Kathleen Hetrick, Senior Sustainability Engineer, Buro Happold
Kathleen Hetrick is a senior sustainability engineer at Buro Happold and a LEED AP BD+C and WELL AP. She is a board member of USGBC-LA and the LA Promise Fund’s Young Professionals Council. As part of Buro Happold’s sustainability and physics team, Kathleen combines her passion for human-focused sustainable design with a technical background in mechanical engineering. She has experience in a wide range of cutting-edge projects across all scales of work including multiple LEED platinum projects, Living Building Challenge projects, historical adaptive reuse, LEED Neighborhood Developments, and city and campus sustainability plans. Her most recent project work includes coordinating the Living Building Challenge process for the Santa Monica City Services Building, and a ILFI Zero Carbon project in Washington State. Her experience with the Living Building Challenge Material Red List requirements has prompted her to spark a firm-wide effort to identify and reduce the most harmful chemicals within the MEP scope of work, and fuels her passion for improving the health aspects of sustainable materials on all of her projects.
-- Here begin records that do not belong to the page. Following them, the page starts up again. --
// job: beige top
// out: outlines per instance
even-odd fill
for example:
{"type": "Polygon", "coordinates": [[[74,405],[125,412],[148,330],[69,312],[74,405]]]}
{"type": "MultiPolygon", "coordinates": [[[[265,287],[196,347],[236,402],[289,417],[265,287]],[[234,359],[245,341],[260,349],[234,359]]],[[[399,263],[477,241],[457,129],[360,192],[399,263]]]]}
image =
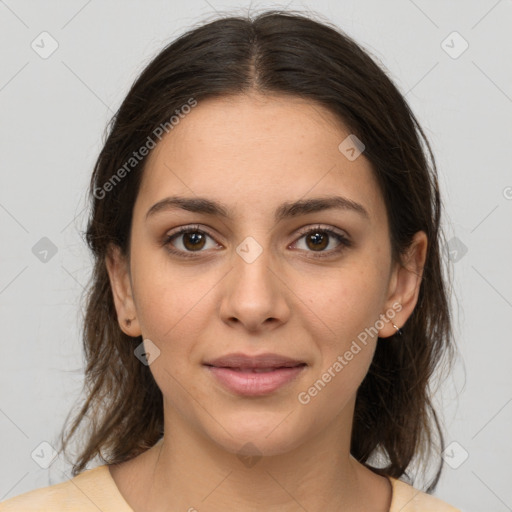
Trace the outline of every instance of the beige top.
{"type": "MultiPolygon", "coordinates": [[[[389,477],[393,498],[389,512],[461,512],[440,499],[389,477]]],[[[62,482],[28,491],[0,503],[0,512],[133,512],[119,492],[108,465],[88,469],[62,482]]]]}

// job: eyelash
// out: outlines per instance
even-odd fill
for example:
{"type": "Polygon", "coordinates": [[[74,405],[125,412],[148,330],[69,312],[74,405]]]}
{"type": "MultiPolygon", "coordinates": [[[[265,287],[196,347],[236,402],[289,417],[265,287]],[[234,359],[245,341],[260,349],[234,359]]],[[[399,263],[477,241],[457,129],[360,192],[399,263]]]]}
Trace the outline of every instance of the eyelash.
{"type": "MultiPolygon", "coordinates": [[[[335,238],[339,242],[339,246],[335,249],[331,249],[330,251],[321,251],[321,252],[306,251],[306,252],[314,253],[315,254],[313,256],[314,258],[330,257],[333,254],[337,254],[337,253],[341,252],[343,249],[350,247],[352,245],[350,240],[345,235],[338,233],[337,231],[334,231],[333,229],[325,228],[320,225],[314,226],[314,227],[308,227],[304,230],[301,230],[299,232],[300,236],[297,239],[297,241],[300,240],[301,238],[303,238],[305,235],[308,235],[308,234],[314,233],[314,232],[318,232],[318,231],[320,231],[321,233],[326,233],[329,237],[335,238]]],[[[182,251],[180,249],[173,249],[172,244],[171,244],[172,240],[174,240],[175,238],[179,237],[180,235],[182,235],[184,233],[201,233],[201,234],[207,235],[213,239],[213,237],[207,231],[200,229],[199,225],[182,226],[181,228],[176,230],[174,233],[167,235],[164,239],[163,245],[166,247],[166,249],[171,254],[175,254],[175,255],[178,255],[183,258],[197,258],[198,256],[196,254],[204,252],[204,251],[182,251]]],[[[309,256],[309,257],[311,257],[311,256],[309,256]]]]}

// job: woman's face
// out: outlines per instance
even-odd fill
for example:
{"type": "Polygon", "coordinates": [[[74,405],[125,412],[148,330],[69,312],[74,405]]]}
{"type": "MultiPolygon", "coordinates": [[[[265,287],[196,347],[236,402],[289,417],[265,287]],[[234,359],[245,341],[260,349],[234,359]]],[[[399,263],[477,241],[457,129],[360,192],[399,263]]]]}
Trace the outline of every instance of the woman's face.
{"type": "Polygon", "coordinates": [[[403,325],[419,285],[392,262],[381,192],[349,135],[319,105],[241,95],[199,102],[149,156],[129,274],[115,258],[109,272],[166,424],[268,455],[351,425],[376,333],[403,325]],[[206,365],[234,353],[302,365],[206,365]]]}

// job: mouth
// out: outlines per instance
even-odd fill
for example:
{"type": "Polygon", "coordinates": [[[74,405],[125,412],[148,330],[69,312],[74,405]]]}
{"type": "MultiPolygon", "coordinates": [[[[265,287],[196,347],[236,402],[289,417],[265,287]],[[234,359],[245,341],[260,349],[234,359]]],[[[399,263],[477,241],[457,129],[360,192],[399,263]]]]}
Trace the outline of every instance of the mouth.
{"type": "Polygon", "coordinates": [[[210,375],[231,393],[241,396],[269,395],[298,378],[308,366],[305,362],[263,354],[231,354],[204,363],[210,375]]]}

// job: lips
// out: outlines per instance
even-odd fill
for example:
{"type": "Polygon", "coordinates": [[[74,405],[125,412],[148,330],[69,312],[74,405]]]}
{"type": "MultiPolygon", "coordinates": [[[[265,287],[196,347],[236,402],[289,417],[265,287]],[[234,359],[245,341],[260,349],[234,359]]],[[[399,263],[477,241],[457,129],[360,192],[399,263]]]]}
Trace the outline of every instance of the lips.
{"type": "Polygon", "coordinates": [[[206,366],[217,368],[231,368],[239,371],[272,371],[277,368],[293,368],[304,366],[306,363],[297,359],[281,356],[279,354],[260,354],[249,356],[242,353],[228,354],[204,363],[206,366]]]}
{"type": "Polygon", "coordinates": [[[278,354],[229,354],[204,363],[217,382],[231,393],[264,396],[298,378],[307,364],[278,354]]]}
She is also the current Co-Facilitator of Buro Happold’s Diversity and Inclusion Forum, spearheading outreach initiatives to encourage local K-12 students to pursue sustainability- focused careers in STEAM through mentoring, design competitions and paid high school internships.
Alicia Rivera, Community Organizer, Communities for a Better Environment
Alicia is a Community Organizer with Communities for a Better Environment, CBE, focusing her work in Wilmington, CA, helping Wilmington residents to make local refineries safer, cleaner, and accountable for their emissions. She is currently working in a campaign to get the City of Los Angeles pass an ordinance to protect neighbors from the impacts of nearby oil drilling operations by adopting a health and safety setback of 2500 feet between the homes and vulnerable sectors and the drilling sites. Alicia first started organizing on oil related issues in Wilmington in an accountability campaign against the former Texaco refinery, now Andeavor, after it exploded, causing health and environmental harm to many Wilmington residents. Alicia has been an organizer for many years and has also worked on economic justice issues in Los Angeles related to Port truck drivers and to get community benefit agreements for local commercial projects.